駐 “to stay in a place”

Ten-style 駐 For the kanji 駐, the right side 主 was an image of a burning lamp with the flame in the middle. A lamp burns in a fixed place, thus 主 meant “to stay in a place.” (主 as in 主人 /shu’jin/ “master”: A master is someone who stays in the back of a place.) Together with 馬, the kanji 駐 means “to stay in one place.” A horse as a means of transportation has been replaced by a car in the modern times. It is used in conjunction with a automobile in the words such as 駐車する /chuusha-suru/ “to park a car” and 駐車場 /chuushajoo/ “parking lot; car park.” It is also used for a person to stay in one place in the words such as 駐在員 /chuuza’iin/ ”someone who is assigned to stay” and 駐日大使 /chuunichi-ta’ishi/ “ambassador to Japan.” There is no kun-reading for this kanji.

験 (kyujitai 驗) “to examine”

Ten-style 験 For the kanji 験, the right side of the ancient writing meant “under a roof two (or many) people standing side by side.” Together with a horse on the left, it meant that people gathered horses in a place to examine and grade them. From this, the kanji 験 means “to examine.” The words that this kanji had include 試験 /shike’n/ “examination,” 実験 /jikken/ ”experiment” and 経験 /keeken/ ”experiences.” The kun-reading /shirushi/ is rarely used.

駅 (kyujitai 驛) “railway station”

Ten-style 駅 For the kanji 駅, the right side was used phonetically but also meant “continuous.” In a long journey, a messenger changed his horse at a station. In modern times, the kanji means “railway station” and is used in words like 駅 /e’ki/ “railway station,” 東京駅 /tookyo’o-eki/ “Tokyo Station”, 駅弁/ekiben/ ”a box lunch sold at a railway station that has a local flavor,” and 駅伝 /ekiden/ “long-distance relay.” The kun-reading is normally not used.

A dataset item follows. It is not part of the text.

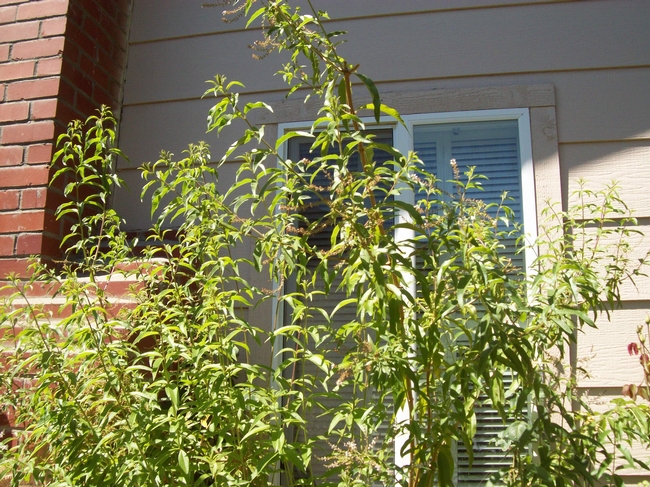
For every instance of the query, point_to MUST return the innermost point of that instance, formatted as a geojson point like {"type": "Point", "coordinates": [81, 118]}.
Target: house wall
{"type": "Point", "coordinates": [60, 60]}
{"type": "Point", "coordinates": [583, 69]}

 駅伝 “long-distance relay” in January”

One of the annual sport events over the New Year’s holidays in Japan is a long-distance relay run for university students called Hakone Ekiden 箱根駅伝 /Hakone-e’kiden/ ”Hakone long-distance relay.” (This site has a good photo: http://www.hakone-ekiden.jp/) On January 2nd and 3rd every year, relay teams of 10 runners representing their universities run a little over 100 km from Tokyo to the Hakone mountains, in the south west of Tokyo, and back to Tokyo. It is close to a half-marathon distance for each runner. When the whole country is in a relaxed holiday mood, having nothing else to do other than eat, drink toso (/to’so/: new years celebration sake seasoned with spices) and watch television, the two-day race gives the public some drama.

My hometown in Japan is located along the Sagami Bay and on the Hakone Ekiden route. My father was not a long-distance runner at university, but he did row crew. When the runners would come closer to my hometown area, my father would walk to the seashore road to watch the race, standing in a blistery cold sea breeze for a long time. When he returned home he would tell us excitedly what he had seen. This year, almost a half century later, my American family and I were in Japan when another ekiden called the Hiroshima Ekiden (prefectural competition) was held. We watched the final part of the race on television, enjoying a winter event in Japan.

Now back to our horse kanji story

 驚 “to be surprised; to be startled”

Ten-style 驚 Do you see two discreet components in this kanji? The top is the kanji 敬 ”to respect; revere” and the bottom is 馬. The top 敬 was used phonetically but its sound also had the meaning “to flinch.” A horse gets startled easily. So, the kanji 驚 means “to be surprised; to be startled.” The words include 驚く /odoro’ku/ “to be surprised” in kun-reading and 驚異的な /kyooiteki-na/ “startling; amazing” in on-reading.

There are many more Joyo kanji that have a horse as a component. Many of them reflect the characteristics of a horse, such as running fast.

The five kanji above are discussed in The Key to Kanji: 馬 (No. 850), 駐 (No.742), 駅 (no. 46), 験 (No. 283) and 驚 (No. 220).